C’est dans le domaine de la morphosyntaxe et de la syntaxe que se feront sentir les différences les plus nettes entre l’ancien français et le moyen français.

Au cours de la période du moyen français, les articles, dont l’emploi était jusqu’alors sporadique, s’installent progressivement – seules quelques hésitations touchent encore l’emploi de l’article partitif au XVIe siècle.

Cette généralisation des articles est à mettre en lien avec l’amüissement des consonnes finales. On l’a vu, ce « séisme » linguistique du XIIIe siècle a eu pour effet de faire disparaître la déclinaison, les noms ne s’opposant plus dès lors que par le nombre, singulier ou pluriel. Mais la marque de nombre pluriel (le –s final du pluriel, y compris dans ses réalisations graphiques -x et -z), même si elle se conserve dans les graphies, n’est plus audible.
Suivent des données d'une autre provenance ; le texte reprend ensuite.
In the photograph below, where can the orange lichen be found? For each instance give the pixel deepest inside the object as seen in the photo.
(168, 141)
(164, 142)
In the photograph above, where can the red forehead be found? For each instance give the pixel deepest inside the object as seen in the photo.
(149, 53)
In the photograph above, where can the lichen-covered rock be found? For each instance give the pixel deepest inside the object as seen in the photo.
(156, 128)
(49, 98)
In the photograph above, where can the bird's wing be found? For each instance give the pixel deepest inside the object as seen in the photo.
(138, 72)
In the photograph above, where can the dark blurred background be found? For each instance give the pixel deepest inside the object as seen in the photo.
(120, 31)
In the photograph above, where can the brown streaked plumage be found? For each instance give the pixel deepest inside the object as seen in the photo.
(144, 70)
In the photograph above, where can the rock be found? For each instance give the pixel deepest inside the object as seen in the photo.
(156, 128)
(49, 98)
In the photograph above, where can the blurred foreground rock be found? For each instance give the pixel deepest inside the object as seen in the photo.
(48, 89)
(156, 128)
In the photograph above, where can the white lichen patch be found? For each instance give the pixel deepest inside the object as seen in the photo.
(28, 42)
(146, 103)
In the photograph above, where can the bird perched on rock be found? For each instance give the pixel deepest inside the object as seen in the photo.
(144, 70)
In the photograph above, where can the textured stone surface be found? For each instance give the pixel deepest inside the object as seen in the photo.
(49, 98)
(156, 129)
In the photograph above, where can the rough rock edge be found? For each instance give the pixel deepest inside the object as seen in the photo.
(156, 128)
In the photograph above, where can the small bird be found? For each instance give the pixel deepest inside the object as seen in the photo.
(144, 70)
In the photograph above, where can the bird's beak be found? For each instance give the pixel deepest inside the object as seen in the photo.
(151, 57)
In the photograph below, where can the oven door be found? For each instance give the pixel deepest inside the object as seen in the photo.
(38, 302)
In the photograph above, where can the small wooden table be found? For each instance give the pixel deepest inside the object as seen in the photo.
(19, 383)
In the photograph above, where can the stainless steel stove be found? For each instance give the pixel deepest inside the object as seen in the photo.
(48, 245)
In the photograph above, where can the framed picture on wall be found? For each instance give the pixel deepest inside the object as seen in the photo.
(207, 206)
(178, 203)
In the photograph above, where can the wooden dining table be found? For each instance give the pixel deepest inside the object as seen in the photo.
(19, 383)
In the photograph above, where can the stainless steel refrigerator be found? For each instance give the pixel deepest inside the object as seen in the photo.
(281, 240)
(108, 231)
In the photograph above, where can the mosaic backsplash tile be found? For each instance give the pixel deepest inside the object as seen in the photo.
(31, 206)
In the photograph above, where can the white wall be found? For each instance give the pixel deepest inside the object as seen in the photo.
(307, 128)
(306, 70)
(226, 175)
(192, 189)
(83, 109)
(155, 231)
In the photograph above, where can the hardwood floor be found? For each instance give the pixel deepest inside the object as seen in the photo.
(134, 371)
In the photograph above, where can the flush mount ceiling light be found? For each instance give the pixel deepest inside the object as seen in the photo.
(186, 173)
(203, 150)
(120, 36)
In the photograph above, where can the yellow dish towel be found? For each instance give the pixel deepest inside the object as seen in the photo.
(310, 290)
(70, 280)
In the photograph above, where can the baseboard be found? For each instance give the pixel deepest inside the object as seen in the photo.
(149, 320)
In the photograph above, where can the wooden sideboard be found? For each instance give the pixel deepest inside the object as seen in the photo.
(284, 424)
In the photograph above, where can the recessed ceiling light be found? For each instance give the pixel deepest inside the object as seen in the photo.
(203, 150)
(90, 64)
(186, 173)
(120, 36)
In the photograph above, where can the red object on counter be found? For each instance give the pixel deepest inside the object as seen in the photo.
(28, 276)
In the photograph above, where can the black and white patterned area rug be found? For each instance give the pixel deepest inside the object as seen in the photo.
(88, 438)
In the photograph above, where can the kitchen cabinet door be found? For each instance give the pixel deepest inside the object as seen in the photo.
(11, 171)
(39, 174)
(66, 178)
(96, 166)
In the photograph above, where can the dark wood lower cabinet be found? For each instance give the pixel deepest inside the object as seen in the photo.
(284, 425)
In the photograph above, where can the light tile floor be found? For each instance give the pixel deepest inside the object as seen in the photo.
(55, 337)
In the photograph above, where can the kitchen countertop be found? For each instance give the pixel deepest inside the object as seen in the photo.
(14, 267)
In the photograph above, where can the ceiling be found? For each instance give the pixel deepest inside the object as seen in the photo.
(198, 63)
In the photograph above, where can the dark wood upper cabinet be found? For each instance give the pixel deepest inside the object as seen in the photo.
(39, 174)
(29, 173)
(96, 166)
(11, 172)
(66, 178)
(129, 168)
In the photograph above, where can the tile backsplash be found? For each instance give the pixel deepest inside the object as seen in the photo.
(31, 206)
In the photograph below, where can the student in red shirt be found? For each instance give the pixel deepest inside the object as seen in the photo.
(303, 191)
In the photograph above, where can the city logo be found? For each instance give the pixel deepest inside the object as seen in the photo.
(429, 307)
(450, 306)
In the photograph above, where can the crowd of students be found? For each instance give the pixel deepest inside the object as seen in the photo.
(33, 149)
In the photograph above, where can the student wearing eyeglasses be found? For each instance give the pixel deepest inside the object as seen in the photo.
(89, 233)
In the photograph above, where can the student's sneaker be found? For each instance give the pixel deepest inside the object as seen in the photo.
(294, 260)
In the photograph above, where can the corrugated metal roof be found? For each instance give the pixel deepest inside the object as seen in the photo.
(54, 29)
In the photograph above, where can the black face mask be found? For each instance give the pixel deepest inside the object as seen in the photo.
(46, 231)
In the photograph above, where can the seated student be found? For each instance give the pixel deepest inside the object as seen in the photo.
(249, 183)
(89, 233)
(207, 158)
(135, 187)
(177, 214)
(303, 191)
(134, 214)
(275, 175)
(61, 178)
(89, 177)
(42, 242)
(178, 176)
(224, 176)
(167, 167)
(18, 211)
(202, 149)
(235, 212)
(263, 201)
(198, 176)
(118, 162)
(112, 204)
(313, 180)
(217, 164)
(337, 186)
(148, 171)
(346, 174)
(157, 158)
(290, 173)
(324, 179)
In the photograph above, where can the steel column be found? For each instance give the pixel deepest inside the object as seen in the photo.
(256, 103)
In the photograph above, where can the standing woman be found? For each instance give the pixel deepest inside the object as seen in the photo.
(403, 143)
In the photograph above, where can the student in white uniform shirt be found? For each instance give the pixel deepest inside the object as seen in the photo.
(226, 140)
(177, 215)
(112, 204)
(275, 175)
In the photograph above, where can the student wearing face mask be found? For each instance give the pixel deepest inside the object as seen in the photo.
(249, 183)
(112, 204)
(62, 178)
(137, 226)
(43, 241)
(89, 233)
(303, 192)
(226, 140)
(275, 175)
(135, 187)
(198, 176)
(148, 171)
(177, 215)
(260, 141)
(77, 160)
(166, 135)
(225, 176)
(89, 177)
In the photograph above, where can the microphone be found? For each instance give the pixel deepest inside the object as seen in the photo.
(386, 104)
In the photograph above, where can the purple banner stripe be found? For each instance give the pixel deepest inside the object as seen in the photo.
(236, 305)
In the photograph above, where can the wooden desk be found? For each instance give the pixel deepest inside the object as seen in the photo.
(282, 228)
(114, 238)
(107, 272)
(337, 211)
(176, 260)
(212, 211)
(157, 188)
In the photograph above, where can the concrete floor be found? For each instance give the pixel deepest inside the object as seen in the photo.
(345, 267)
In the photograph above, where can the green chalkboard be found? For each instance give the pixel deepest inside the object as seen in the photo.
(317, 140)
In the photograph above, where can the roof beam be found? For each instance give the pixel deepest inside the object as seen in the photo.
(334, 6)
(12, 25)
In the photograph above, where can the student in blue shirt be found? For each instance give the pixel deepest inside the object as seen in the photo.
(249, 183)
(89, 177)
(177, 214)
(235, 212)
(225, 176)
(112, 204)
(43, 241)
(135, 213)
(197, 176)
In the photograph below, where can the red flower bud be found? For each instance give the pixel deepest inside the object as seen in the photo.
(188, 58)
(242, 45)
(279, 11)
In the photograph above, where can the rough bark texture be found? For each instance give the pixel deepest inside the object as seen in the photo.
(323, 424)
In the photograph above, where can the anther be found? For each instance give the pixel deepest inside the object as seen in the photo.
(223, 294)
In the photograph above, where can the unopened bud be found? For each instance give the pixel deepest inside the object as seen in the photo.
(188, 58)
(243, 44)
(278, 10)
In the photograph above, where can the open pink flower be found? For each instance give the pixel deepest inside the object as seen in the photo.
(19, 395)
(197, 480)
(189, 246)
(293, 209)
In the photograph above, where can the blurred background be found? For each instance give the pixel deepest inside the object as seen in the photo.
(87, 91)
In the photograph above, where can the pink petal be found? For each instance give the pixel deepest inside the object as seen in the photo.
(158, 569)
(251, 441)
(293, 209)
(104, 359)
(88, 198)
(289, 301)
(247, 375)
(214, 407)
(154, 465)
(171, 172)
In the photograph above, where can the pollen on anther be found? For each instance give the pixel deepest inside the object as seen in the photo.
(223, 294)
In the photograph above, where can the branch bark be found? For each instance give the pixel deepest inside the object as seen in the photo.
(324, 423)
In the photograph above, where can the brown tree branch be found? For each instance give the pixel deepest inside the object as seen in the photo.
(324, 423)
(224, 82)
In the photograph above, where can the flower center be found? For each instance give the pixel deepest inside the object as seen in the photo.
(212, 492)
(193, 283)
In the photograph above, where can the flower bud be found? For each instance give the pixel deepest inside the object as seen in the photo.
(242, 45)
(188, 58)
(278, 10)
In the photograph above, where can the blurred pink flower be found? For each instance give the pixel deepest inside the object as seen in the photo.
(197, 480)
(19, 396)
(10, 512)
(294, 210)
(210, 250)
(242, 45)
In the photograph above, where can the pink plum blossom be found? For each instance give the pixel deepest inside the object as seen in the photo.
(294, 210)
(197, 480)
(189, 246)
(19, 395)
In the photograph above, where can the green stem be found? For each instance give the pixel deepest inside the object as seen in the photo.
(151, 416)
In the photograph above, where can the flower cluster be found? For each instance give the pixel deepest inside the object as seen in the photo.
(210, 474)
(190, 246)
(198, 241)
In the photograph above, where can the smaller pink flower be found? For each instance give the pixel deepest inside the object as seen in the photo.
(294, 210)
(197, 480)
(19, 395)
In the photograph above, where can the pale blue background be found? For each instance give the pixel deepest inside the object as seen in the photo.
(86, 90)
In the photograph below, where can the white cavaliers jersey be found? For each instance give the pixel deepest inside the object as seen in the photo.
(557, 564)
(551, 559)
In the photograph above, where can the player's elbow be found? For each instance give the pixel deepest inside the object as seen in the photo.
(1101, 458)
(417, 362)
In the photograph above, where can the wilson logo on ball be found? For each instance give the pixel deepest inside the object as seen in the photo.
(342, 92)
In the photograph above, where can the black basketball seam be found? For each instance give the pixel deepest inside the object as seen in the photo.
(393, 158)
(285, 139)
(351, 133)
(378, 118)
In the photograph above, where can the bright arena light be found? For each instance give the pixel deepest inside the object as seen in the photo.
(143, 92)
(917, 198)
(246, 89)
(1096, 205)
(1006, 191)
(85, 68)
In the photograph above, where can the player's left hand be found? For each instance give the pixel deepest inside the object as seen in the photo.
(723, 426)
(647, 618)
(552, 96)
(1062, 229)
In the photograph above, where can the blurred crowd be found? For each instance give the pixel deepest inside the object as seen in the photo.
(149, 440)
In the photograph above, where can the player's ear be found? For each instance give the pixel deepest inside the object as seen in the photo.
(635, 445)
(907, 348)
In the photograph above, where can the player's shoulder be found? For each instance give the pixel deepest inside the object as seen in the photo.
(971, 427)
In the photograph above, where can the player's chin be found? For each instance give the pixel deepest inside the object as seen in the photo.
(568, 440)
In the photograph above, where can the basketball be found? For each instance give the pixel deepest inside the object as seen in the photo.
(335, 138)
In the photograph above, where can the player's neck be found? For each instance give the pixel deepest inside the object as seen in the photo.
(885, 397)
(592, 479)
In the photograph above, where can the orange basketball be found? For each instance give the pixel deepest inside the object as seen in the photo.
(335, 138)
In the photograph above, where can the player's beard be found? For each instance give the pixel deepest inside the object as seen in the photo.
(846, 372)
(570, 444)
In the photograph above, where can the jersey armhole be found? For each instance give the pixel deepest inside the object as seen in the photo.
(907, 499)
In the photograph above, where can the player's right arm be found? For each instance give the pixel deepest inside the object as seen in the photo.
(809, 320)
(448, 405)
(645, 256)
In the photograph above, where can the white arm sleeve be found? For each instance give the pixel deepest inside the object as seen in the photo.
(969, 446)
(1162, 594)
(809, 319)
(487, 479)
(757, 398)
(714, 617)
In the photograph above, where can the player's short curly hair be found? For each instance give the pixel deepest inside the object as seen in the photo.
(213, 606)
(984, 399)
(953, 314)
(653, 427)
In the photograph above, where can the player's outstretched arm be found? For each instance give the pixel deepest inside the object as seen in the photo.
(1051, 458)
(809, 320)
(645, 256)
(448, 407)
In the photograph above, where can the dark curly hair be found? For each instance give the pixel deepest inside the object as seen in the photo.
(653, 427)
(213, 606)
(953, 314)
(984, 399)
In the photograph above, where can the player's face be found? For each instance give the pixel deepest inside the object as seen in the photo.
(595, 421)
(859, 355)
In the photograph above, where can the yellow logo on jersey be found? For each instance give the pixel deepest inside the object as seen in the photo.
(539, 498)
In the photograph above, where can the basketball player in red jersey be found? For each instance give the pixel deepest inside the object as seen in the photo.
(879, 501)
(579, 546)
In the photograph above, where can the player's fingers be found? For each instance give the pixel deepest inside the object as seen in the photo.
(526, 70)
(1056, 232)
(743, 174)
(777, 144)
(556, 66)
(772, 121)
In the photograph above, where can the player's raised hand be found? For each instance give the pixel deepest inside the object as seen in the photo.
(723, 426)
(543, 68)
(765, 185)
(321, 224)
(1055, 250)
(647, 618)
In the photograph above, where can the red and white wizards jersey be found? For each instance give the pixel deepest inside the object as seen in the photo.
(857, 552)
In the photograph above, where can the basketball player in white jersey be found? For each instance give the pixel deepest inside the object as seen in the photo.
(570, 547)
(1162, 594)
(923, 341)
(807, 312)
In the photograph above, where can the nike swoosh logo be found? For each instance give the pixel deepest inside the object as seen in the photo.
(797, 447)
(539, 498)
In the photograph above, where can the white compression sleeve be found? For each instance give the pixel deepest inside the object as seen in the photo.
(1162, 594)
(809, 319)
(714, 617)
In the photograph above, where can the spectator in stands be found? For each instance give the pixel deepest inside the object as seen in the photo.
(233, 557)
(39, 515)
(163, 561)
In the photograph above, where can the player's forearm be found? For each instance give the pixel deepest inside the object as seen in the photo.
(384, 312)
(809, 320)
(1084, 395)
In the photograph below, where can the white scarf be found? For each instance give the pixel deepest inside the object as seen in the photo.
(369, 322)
Remarque : Dans le système graphique de l’ancien français, un –x en fin de mot est l’abréviation de –us et un –z en fin de mot est l’abréviation de –ts.

La langue va pourvoir au remplacement des marques flexionnelles par un recours accru aux prépositions, et au remplacement des marques de nombre par la mise en place et la généralisation du recours aux articles. La morphologie des articles présente en effet cet intérêt pour la langue qu’elle différencie expressément non seulement un singulier d’un pluriel mais aussi un masculin d’un féminin, au moins au singulier :

La prise en charge du nombre par les articles en moyen français

  Singulier Pluriel
Masculin le les
Féminin la les

En substituant aux marques flexionnelles des prépositions et des articles, le français passe d’un statut de langue à dominante flexionnelle à un statut de langue à dominante syntaxique – nous en avions vu les prémices en ancien français ; c’est une des manifestations de la modernité du français.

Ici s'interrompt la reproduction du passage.